Alguém em casa
Dira Paes conta como foi atuar no longa Estamos Juntos, onde vive uma líder do MSTC
Dira Paes, editora convida especial da Tpm, acaba de filmar Estamos Juntos, de Toni Venturi. Ela precisou encontrar uma maneira de ser atriz em meio à verdade de toda uma comunidade de moradores sem-teto no centro de São Paulo
Fui convidada para participar do filme Estamos Juntos, de Toni Venturi, sobre uma comunidade de moradores sem-teto no centro de São Paulo. Para isso, passei pouco mais de uma semana convivendo com Nete, líder do MSTC (Movimento Sem-Teto do Centro de São Paulo), em um prédio ocupado na Estação da Luz. Nete é o perfil da guerreira contemporânea. Ela tem beleza, delicadeza, força, obstinação e uma dignidade de alguém que, como eu e você, tinha uma casa, uma família e, de repente, tudo mudou. Desemprego, agonia, filhos e, no fim, a ponte e o viaduto como moradia. No papel de uma líder comunitária contraceno com a protagonista Leandra Leal. Ela interpreta uma médica que se descobre doente e, a partir disso, repensa sua vida ao ter contato com o movimento de ocupação. Os moradores do prédio também estiveram nas filmagens: ora como figurantes, ora em papéis menores.

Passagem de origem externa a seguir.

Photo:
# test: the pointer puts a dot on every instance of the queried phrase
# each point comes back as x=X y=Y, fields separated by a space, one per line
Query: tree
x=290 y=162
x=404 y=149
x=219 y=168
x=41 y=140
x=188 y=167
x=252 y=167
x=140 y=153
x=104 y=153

O MSTC é um movimento pacífico em prol de habitação. Entre os mais de 500 moradores da Ocupação Mauá, na Estação da Luz, estão idosos, famílias e mulheres abandonadas por seus homens, desempregadas, sozinhas com seus filhos. Mulheres que ficaram, literalmente, à margem do concreto. O absurdo é pensarmos que São Paulo, essa metrópole gigantesca, tem mais de 400 mil imóveis inabitados só no centro e uma carência de moradia em torno de 5 mil famílias, o número de inscritos no MSTC. A maioria feminina conseguiu criar um movimento extremamente respeitoso e organizado.
A casa é nossa
As ocupações de prédios abandonados no centro da cidade são sempre pacíficas. É importante que as pessoas tirem um pouco desse ranço sobre os movimentos de ocupação. Entendam que estamos falando de crianças e mulheres abandonadas, idosos e pessoas que ficam sós no mundo. Seus parentes moram em outros Estados e eles não têm condições de regressar ou de obter ajuda. Com a ocupação, o MSTC não só limpa o prédio, como restabelece toda a fiação, a pintura, o encanamento. Lá dentro existem leis de convivência, em que não é permitido beber, usar drogas nem dizer não para alguém que esteja necessitado. A Nete, que já tem três filhos, recentemente adotou outra criança, filha de uma consumidora de crack.
Aquilo tudo é tão real, aquele prédio enorme com todos aqueles trabalhadores, pessoas dos mais diversos sonhos, crianças com toda a sede de aprendizado, com toda a beleza, inventando brincadeiras no meio do concreto. O que mais me impressionou foi a sensação de como é que eu poderia conseguir ser atriz ali, no meio daquela verdade toda. Meu grande desafio era me misturar com a verdade deles. E tentar quase desaparecer lá no meio. Então eu submergi, mergulhei no universo daquela mulher, na obstinação em conseguir uma casa para transformar em lar. O resultado disso você pode conferir no filme, ainda sem data certa para estreia, provavelmente no segundo semestre deste ano.